最近クマによる被害をたくさん目にします。
 人が襲われ亡くなることもあったりして、猟銃による駆除も行われたりします。
 あべ弘士さんの『ひぐま』という絵本には、
 ひぐまをもっと知るための、「ひぐましつもん箱」という挟みこみリーフレットがついていて、
 その中にこんな一文があります。
 「母子グマや若いクマは町の近くにやってきて、ときどき事故になったりします。
 クマにとっても、人間にとってもむずかしい問題です。」
 クマの生態をよく知ることも、「むずかしい問題」を解決する糸口になるように思います。
 あべさんの絵本『ひぐま』は、北海道に生育するひぐまの、
 秋から冬にかけての母グマの様子を描いた作品です。
 母グマは秋になるといっぱい栄養を摂って冬眠にはいります。
 何故栄養をたくさん摂るかというと、冬眠中に出産し、穴倉の中で小さい子グマを育てるからです。

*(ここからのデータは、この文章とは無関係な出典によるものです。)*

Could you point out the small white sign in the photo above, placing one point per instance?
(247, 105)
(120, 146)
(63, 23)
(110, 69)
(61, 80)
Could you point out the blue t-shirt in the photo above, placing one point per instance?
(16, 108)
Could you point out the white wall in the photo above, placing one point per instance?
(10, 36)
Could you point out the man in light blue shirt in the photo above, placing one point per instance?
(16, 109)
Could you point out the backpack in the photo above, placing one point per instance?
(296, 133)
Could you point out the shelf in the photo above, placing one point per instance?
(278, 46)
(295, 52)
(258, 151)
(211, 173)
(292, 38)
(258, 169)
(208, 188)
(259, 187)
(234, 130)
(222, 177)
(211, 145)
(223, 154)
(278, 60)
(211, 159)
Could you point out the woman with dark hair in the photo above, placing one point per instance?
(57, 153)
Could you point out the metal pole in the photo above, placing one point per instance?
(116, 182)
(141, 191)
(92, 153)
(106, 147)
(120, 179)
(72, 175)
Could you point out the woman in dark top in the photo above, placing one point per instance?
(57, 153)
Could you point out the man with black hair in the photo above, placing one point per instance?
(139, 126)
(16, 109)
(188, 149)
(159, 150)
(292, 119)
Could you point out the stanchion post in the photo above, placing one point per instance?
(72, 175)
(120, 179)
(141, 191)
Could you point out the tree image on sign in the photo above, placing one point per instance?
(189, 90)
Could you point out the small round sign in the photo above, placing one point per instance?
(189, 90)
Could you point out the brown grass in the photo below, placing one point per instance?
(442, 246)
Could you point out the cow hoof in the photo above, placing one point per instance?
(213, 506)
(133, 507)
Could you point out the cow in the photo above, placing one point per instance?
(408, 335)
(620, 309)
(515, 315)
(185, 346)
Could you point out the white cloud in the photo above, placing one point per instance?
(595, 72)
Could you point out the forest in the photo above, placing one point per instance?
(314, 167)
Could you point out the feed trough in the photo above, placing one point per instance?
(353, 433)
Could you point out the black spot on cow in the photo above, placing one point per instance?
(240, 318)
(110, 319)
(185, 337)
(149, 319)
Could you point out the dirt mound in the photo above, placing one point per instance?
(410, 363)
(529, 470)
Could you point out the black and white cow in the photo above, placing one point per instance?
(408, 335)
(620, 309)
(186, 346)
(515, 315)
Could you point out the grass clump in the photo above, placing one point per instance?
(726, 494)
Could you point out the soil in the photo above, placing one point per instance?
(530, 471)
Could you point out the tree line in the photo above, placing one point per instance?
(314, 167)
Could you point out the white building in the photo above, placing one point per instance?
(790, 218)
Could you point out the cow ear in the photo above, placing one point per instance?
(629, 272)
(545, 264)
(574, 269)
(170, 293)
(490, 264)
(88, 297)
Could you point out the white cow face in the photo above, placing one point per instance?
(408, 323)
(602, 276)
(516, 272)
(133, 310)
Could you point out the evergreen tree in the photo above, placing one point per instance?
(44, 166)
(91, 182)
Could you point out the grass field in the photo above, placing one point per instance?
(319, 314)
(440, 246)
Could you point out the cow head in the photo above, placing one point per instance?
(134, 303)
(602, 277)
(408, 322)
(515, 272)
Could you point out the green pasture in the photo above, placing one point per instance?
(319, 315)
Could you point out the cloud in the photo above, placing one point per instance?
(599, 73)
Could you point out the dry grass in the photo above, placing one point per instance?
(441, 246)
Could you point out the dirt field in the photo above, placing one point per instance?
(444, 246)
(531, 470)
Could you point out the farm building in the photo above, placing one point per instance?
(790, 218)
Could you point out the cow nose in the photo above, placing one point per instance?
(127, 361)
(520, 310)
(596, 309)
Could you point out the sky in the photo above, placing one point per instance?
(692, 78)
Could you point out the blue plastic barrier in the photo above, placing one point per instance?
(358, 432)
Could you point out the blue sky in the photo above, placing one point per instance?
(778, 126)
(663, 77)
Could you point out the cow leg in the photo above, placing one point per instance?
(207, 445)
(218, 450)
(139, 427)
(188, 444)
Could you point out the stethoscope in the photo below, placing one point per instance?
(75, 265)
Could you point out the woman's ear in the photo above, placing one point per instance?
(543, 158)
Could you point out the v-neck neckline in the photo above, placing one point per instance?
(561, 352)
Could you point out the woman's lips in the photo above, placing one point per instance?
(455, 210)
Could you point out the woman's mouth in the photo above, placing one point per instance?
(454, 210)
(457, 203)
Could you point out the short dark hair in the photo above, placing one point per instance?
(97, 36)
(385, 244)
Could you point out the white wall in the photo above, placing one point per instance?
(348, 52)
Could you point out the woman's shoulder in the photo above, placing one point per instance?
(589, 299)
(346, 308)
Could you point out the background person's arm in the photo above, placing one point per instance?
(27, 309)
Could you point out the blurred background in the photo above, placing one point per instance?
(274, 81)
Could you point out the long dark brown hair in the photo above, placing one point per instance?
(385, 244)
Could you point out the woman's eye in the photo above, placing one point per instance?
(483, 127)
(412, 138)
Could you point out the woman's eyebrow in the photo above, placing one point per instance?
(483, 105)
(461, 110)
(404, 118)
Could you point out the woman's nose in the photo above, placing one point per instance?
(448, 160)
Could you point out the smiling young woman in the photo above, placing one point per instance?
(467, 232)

 静かな冬の、暗い穴倉で母グマと子グマの会話のなんと微笑ましいことか。
 春を待ちわびる気持ちが伝わってきます。
 そして、春。
 子グマたちが初めて目にする地上の世界の、なんていう美しさでしょう。
 やはりこういう絵本を読んでみると、
 人間とクマの関係が「むずかしい問題」であればこそ、
 なんとかそれを解決できることを願うしかありません。